Keşmir ve Kudüs’ün ortak noktası tam da budur: Düşmanları cehalet, zaruret ve ihtilaftır. Pakistan ve Hindistan arasındaki gerilim, eğer doğru okunursa, İslam dünyası için bir "uyanış sireni" olabilir. Çünkü zulüm yalnızca fiziki işgallerle değil, zihin ve kalplerin parçalanmasıyla da kök salar.

Birlik Olmadan Kudüs Kurtulmaz

Bugün Pakistan’ın Kudüs davasında oynayabileceği rol, yalnızca askeri değil; manevi ve ahlaki liderliktir. İslam ülkeleri, dağınık ve birbirinden habersiz birer ada olmaktan çıkmadıkça Kudüs'ün fethi mümkün değildir. Bediüzzaman, bu birliğe işaret ederken, İslam toplumlarının ancak hakiki bir kardeşlik şuuru ile ayağa kalkabileceğini belirtir:

> “Müslüman, Müslüman’ın kardeşidir; ona zulmetmez, onu düşmana teslim etmez. Kim kardeşinin yardımında olursa, Allah da onun yardımındadır.”
(Hutbe-i Şamiye)

 

Keşmir'de atılan bir taş, Kudüs’te bir sarsıntı doğurabilir. Ve Pakistan'da edilen bir dua, Kudüs’teki bir çocuğun kalbinde umut yeşertebilir. Çünkü dualar, mesafeleri aşar; gönüller birleştikçe sınırlar anlamsızlaşır.

Kudüs İçin Manevî Cihad

Unutulmamalıdır ki Kudüs’ün fethi sadece kılıçla değil, kalemle, dua ile, ilimle ve vahdetle olur. Bediüzzaman’ın “Maddi cihadın vakti geçti; bu zamanda manevî cihad lazımdır” sözü, günümüzün en büyük dersidir. Pakistan gibi ülkelerin yapacağı en büyük katkı, ümmetin ruhunu diri tutmak, uhuvveti canlandırmak ve Kudüs’ün bir iman meselesi olduğunu haykırmaktır.


---

Sonuç Yerine Bir Dua

Pakistan ve Hindistan arasındaki her gerilim, ümmete bir uyanış fırsatı sunmaktadır. Bu fırsat, sadece siyasî değil; imanî ve ahlaki bir dönüşüm vesilesi olmalıdır. Kudüs'ün fethi, belki de Keşmirli bir annenin duasıyla, Pakistanlı bir gencin kalbindeki Kudüs sevdasıyla başlayacaktır. Ve o gün geldiğinde, ümmet sadece bir toprak değil; kendi ruhunu da yeniden fethetmiş olacaktır.

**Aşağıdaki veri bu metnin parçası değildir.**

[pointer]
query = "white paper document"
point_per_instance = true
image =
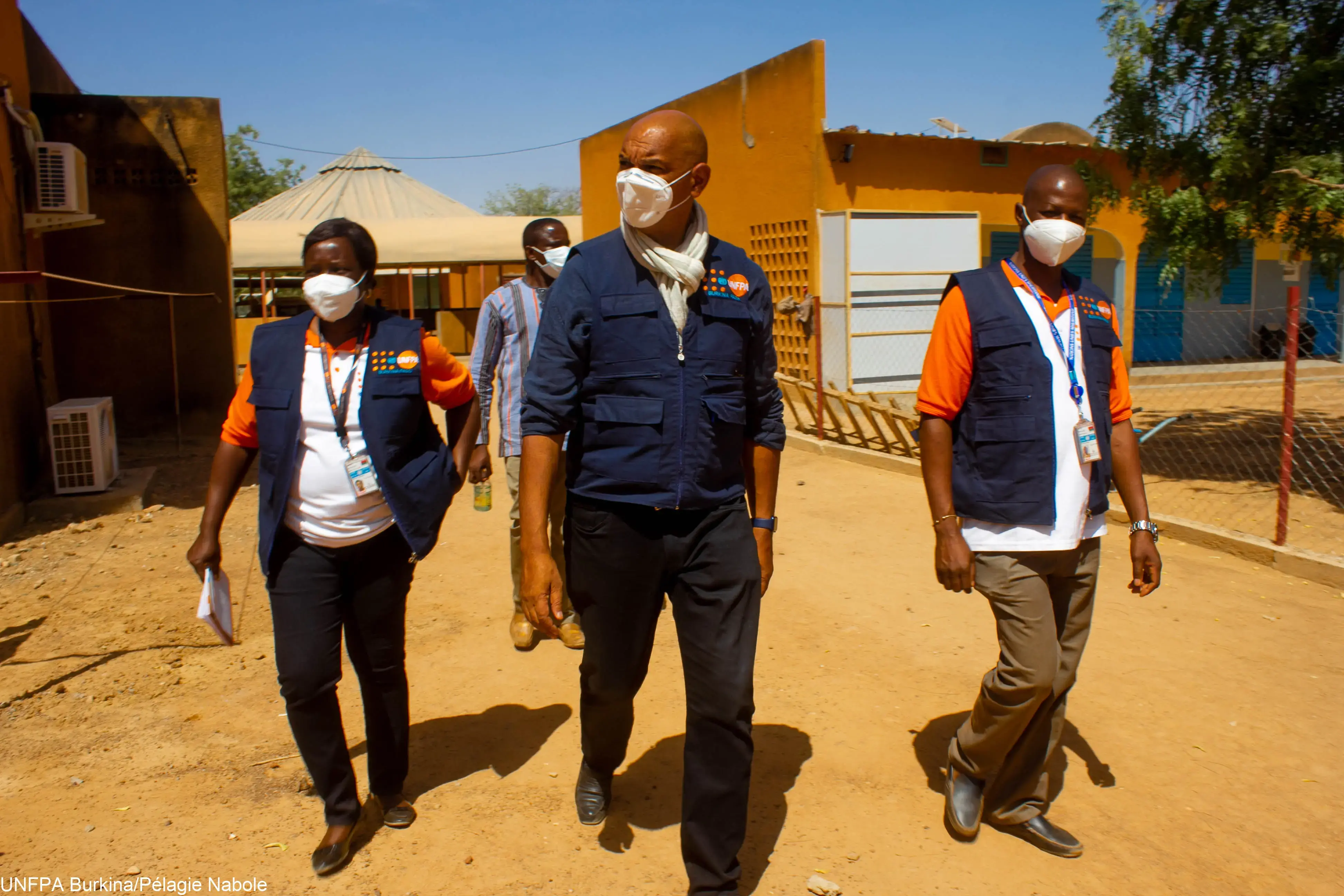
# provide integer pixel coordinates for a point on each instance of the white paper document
(216, 608)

Rabbim, ümmetin dağılmış gönüllerini birleştirsin. Kudüs’ün yollarını Keşmir’in sabrıyla, Pakistan’ın duasıyla açsın. Âmin.


Kaynakça

Said Nursî, Lem’alar, Yirmi Birinci Lem’a.

Said Nursî, Hutbe-i Şamiye.

Kur’an-ı Kerim, Hucurat Suresi, 10. Ayet.

Güncel gelişmeler için: Al Jazeera, Anadolu Ajansı, TRT World arşivleri.